The initiative comes as James Cook University scientists have renewed their partnership with Earthwatch Australia and Mitsubishi Corporation.
JCU Associate Professor David Bourne said the partnership has been running for eight years, with trained citizen scientists surveying reef damage after Cyclone Yasi and documenting the reef’s recovery.
“The project has investigated the natural processes for coral recovery, identifying which coral types grow back first after a major disturbance and the rate of this recovery,” he said.
Dr Bourne said one of many growing threats to the GBR and reefs around the world is macroalgae (seaweed).

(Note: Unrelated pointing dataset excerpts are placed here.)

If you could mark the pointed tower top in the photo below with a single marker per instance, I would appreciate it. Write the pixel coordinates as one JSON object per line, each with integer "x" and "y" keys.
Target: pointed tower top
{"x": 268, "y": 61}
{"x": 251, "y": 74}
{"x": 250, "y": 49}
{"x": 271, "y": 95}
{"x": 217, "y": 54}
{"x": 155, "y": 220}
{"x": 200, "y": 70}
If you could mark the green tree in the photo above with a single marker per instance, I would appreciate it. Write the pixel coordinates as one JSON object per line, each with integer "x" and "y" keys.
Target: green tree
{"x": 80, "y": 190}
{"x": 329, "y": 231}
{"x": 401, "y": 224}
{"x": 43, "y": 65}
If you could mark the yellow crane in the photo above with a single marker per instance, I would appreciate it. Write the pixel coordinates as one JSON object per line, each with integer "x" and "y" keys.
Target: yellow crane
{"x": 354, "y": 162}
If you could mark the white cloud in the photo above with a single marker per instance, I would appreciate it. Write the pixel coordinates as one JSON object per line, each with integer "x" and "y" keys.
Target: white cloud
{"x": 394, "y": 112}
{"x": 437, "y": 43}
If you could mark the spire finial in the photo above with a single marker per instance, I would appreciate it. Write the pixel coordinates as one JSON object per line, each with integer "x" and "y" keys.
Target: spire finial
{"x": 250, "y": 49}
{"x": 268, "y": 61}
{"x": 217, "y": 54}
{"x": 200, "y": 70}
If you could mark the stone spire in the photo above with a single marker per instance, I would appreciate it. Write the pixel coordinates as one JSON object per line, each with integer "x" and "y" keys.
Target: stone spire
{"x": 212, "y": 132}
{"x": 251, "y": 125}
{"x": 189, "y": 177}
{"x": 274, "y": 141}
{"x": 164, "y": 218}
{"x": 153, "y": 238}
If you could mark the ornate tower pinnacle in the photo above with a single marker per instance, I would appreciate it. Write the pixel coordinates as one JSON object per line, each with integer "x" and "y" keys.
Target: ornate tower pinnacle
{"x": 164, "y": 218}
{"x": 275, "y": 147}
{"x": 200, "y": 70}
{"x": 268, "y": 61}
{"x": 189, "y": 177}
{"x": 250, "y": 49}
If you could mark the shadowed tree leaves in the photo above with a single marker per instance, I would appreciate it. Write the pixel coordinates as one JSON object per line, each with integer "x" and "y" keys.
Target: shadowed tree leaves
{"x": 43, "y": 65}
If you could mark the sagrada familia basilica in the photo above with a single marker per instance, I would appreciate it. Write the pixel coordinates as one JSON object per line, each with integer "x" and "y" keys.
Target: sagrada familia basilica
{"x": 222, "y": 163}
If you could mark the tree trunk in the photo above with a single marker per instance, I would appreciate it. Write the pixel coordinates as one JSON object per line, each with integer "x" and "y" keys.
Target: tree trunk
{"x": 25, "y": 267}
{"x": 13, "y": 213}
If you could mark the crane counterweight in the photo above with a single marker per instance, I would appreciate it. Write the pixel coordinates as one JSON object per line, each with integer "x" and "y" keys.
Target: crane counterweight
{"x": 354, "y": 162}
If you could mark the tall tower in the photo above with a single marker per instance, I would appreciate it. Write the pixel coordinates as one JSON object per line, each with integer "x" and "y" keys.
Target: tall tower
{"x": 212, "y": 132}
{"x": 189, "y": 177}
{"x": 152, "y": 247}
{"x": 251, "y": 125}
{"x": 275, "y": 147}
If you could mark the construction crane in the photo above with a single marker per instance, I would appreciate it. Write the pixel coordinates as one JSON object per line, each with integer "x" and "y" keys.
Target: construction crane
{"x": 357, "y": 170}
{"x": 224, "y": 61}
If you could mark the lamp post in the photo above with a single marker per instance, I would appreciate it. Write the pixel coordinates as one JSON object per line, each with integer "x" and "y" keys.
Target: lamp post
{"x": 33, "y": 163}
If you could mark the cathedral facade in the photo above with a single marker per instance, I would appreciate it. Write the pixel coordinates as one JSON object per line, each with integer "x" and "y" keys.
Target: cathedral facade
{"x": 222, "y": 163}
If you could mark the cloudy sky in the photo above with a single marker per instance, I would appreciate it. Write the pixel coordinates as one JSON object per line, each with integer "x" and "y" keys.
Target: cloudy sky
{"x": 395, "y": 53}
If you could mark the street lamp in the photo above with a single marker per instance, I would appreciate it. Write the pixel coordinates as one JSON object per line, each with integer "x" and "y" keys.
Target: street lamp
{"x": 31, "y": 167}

“Due to climate change and increased nutrient loads, macroalgae is growing back first, preventing coral larvae from settling. This project will investigate whether macroalgal removal is a viable option to increase the resilience of some local inshore reefs,” he said.
Dr Bourne said citizen scientists continue to be essential to the success of the project.
Cassandra Nichols, CEO, Earthwatch Australia said: “With many hands, we can gather more scientific data in a shorter time frame to help Dr Bourne and his team. Simultaneously, we engage and inspire members of the public to protect the Great Barrier Reef by immersing them in the scientific experience.”
JCU’s Hillary Smith is working with Earthwatch Australia to coordinate citizen scientists who will remove macroalgae from inshore reefs around Magnetic Island, just off the coast of Townsville, Queensland.
“It will be thoroughly scientific work, as we will be determining what is the most effective way to remove macroalgae and analysing the ecological benefits and impacts,” she said.
Ms Smith said the information gathered would be of value outside the local area.
“The Magnetic Island region is indicative of some inshore reefs of the GBR, and ideal for a pilot project that could be expanded to similar reef systems along the GBR and globally,” she said.
Ms Smith said that once sites are cleared of algae, baseline data already collected over the past eight years on natural recovery will be used to compare the effectiveness of the intervention strategy.
“Major disturbances are increasing, leaving coral reef ecosystems less time to recover from each one. This work means we’ll have rigorous scientific information to guide reef managers and government policy on how best to cope with the situation and to ensure reefs survive into the future,” Ms Smith said.